Governor Sisyphus fails children’s health
Remember Sisyphus, the man condemned to rolling a boulder to the mountaintop, only to see it roll back to the bottom? Facing a budget deficit of mythical proportions, Governor Gray Davis risks this fate when it comes to protecting children’s health.
Under the governor’s leadership, California has made gains in providing health insurance to uninsured children. Even in this budget year, the governor continues several smart investments to insure children, including enrollment into Medi-Cal and Healthy Families through food-stamp and school-lunch programs, and using the Child Health and Disability Program (CHDP) as a “gateway” to insurance.

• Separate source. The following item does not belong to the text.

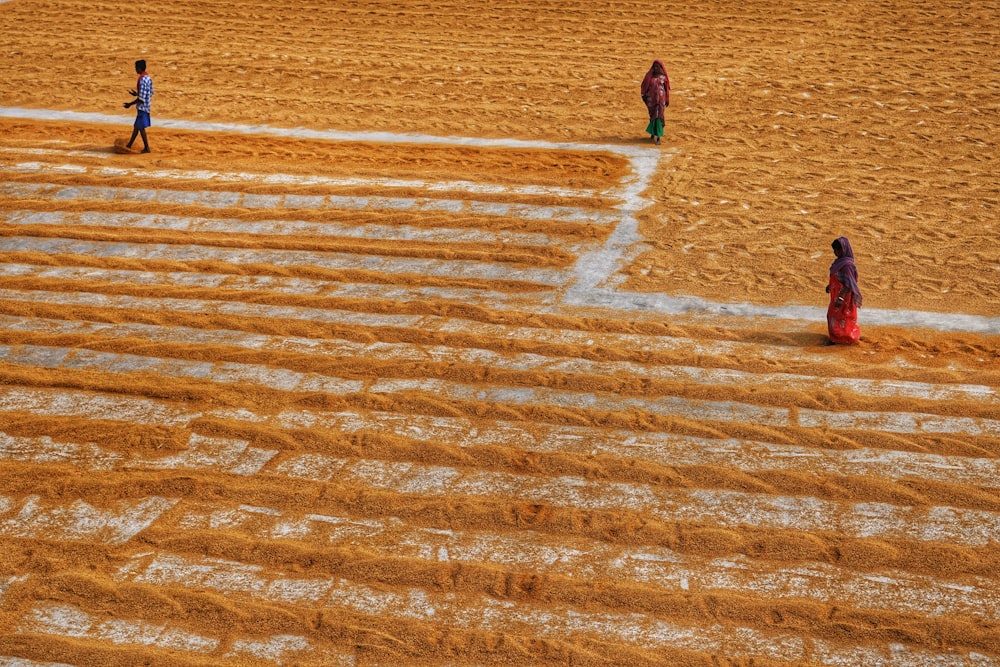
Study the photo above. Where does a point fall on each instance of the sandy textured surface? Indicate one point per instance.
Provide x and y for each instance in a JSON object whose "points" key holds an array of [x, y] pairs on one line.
{"points": [[404, 347]]}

But here’s where the boulder starts to roll backward. The accomplishments in children’s health will be undercut by several of the governor’s other budget proposals.
First, he proposes to eliminate the community-based enrollment-assistance system that is responsible for two-thirds of children’s Healthy Families/Medi-Cal applications. Neighborhood assistants receive modest enrollment fees and support families in renewing their insurance. Losing these assistants means few children will make it through a complex enrollment system. In addition, the potential success of the CHDP gateway will be compromised without local help to navigate the bureaucracy.

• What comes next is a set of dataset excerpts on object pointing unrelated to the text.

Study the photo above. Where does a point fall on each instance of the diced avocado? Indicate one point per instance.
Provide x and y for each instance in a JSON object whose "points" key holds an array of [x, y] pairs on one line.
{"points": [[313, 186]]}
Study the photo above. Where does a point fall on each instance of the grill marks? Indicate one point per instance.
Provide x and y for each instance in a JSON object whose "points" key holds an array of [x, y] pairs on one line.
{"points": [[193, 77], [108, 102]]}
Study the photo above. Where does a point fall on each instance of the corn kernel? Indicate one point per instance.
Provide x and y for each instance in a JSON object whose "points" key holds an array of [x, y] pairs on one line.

Second, the governor proposes cuts that will jeopardize low-income working parents’ health. He proposes erecting bureaucratic obstacles to keeping insurance for eligible parents by requiring coverage renewal every three months. In addition, the eligibility level for working parents is going to be lowered dramatically.
These changes will force at least 550,000 working parents off insurance, and this loss will affect children. Studies show that children are less likely to have insurance and visit doctors when their parents are uninsured. Parents whose own health is compromised have trouble keeping jobs and taking care of children. Any purposeful bureaucratic barriers certainly will ensnare children.

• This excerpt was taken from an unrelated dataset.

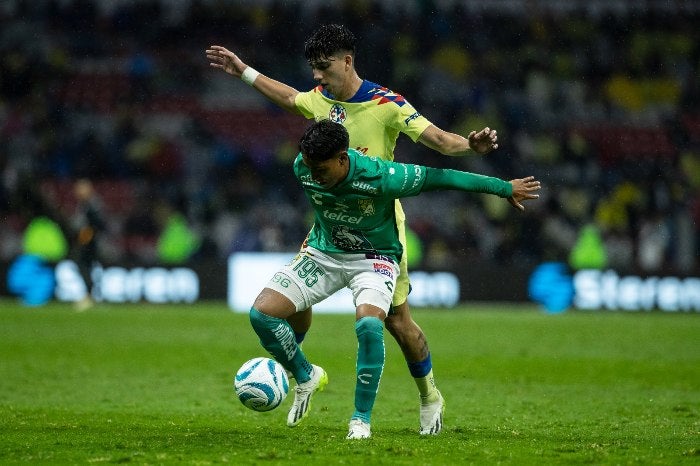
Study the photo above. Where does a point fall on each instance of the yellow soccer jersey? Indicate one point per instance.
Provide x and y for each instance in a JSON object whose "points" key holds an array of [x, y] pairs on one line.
{"points": [[374, 117]]}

The governor and the Legislature must craft a budget that decisively yet sensitively addresses the deficit. But dismantling important investments in health insurance for working families is not fiscally wise. For every dollar California cuts in public insurance spending, we lose nearly two dollars in federal support.
Rather, the governor and Legislature must balance the budget equitably across all Californians by fairly increasing revenues, pursuing federal relief and protecting investments in children. Adding more uninsured families compromises California’s health.
California’s children should never be a weight too burdensome to carry. Working our way to the mountaintop—and staying there—will get much harder.